Intervenção de Carlos de Sousa na sessão de lançamento do livro Conversas de J. A. Nunes Carneiro:

“Viemos aqui, a esta Meca das Artes Plásticas, para conversar sobre os desenhos escritos do José Augusto Nunes Carneiro.
Admito que o tema também pudesse ser a poesia desenhada deste criador versátil, que se exprime como poucos na intimidade criativa do traço rápido e firme e no domínio da semiótica vagarosa da pegada de um elefante.
Este Conversas que aqui nos traz, porque dá o par ao desenho e o ímpar à poesia, é para ser olhado, remirado, examinado as vezes que forem precisas, da esquerda para a direita, antes mesmo de os seus 60 versos serem lidos – porventura, soletrados, à procura do tempo certo para nos juntarmos à conversa do poeta consigo próprio e com as personagens que ele convoca para tornar mais verosímil a mensagem que nos quer deixar.

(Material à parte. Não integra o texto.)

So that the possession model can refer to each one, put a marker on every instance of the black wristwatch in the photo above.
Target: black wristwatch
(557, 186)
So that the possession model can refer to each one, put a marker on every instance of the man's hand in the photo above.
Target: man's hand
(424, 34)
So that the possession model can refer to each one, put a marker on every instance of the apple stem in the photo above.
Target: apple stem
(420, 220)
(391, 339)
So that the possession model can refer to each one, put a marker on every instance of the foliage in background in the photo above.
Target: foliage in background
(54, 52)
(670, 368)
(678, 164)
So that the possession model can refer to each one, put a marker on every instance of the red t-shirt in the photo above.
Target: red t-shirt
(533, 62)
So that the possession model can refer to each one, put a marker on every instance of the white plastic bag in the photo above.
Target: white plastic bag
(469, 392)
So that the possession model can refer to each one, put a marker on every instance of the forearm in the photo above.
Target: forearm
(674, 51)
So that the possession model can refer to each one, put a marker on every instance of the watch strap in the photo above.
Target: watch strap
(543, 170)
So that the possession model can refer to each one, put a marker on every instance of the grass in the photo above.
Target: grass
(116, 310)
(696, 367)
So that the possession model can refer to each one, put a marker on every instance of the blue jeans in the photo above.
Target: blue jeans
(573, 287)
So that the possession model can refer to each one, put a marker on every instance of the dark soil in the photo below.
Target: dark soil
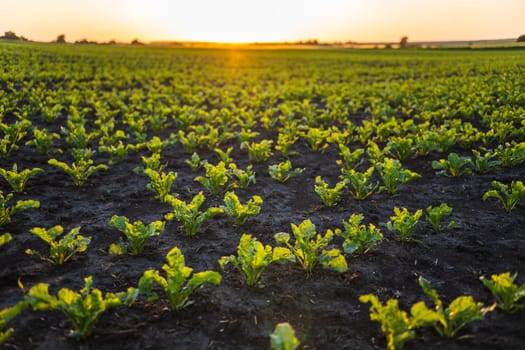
(323, 308)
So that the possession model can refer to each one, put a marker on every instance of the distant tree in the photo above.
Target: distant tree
(403, 44)
(61, 39)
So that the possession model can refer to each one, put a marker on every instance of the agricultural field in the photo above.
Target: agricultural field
(301, 186)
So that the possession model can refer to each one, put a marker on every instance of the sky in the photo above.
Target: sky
(264, 20)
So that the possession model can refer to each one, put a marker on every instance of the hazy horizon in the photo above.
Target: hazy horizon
(264, 21)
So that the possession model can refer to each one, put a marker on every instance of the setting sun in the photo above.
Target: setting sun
(263, 21)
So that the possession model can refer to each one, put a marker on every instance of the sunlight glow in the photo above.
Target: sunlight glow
(263, 21)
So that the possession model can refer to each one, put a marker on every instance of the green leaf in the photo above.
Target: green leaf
(283, 338)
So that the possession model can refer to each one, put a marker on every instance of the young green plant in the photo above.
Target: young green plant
(160, 183)
(241, 178)
(454, 165)
(457, 315)
(309, 248)
(234, 208)
(60, 250)
(178, 283)
(253, 257)
(79, 171)
(283, 338)
(83, 309)
(358, 238)
(505, 291)
(435, 214)
(283, 171)
(393, 174)
(509, 198)
(396, 324)
(329, 196)
(7, 212)
(189, 214)
(361, 184)
(258, 151)
(216, 177)
(403, 223)
(18, 179)
(136, 234)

E porquê?
O autor, ele próprio, não o esconde. Porque, entrada a existência na idade madura, sente necessidade de nos dizer “alguma coisa”, ainda que tenha um certo medo de o assumir sozinho, na primeira pessoa.
Talvez por isso, estas Conversas, que qualquer um de nós podia ter, com fantasmas recentes ou velhos amigos, em sítios dados à treta e ao palavreado banal, nos interpelem a refletir sobre algumas das maiores ameaças com que a Humanidade e o Planeta estão confrontados.
O envelhecimento, a saúde mental e a memória, as desigualdades que persistem, a exclusão social e a nossa crescente indiferença perante a desesperança e o sofrimento de tantos concidadãos nossos. É deste lado cru da vida que versam as Conversas do José Nunes Carneiro.
Por isso, em todos os desenhos que ilustram o conteúdo extra-poético dos 10 poemas que este livro reúne, os olhos dos conversadores aparecem bem abertos, atentos, arregalados. Como estivessem diante de um elefante acossado pelas malfeitorias que o Homem continua a fazer ao Património Natural, ao Clima e ao Ambiente.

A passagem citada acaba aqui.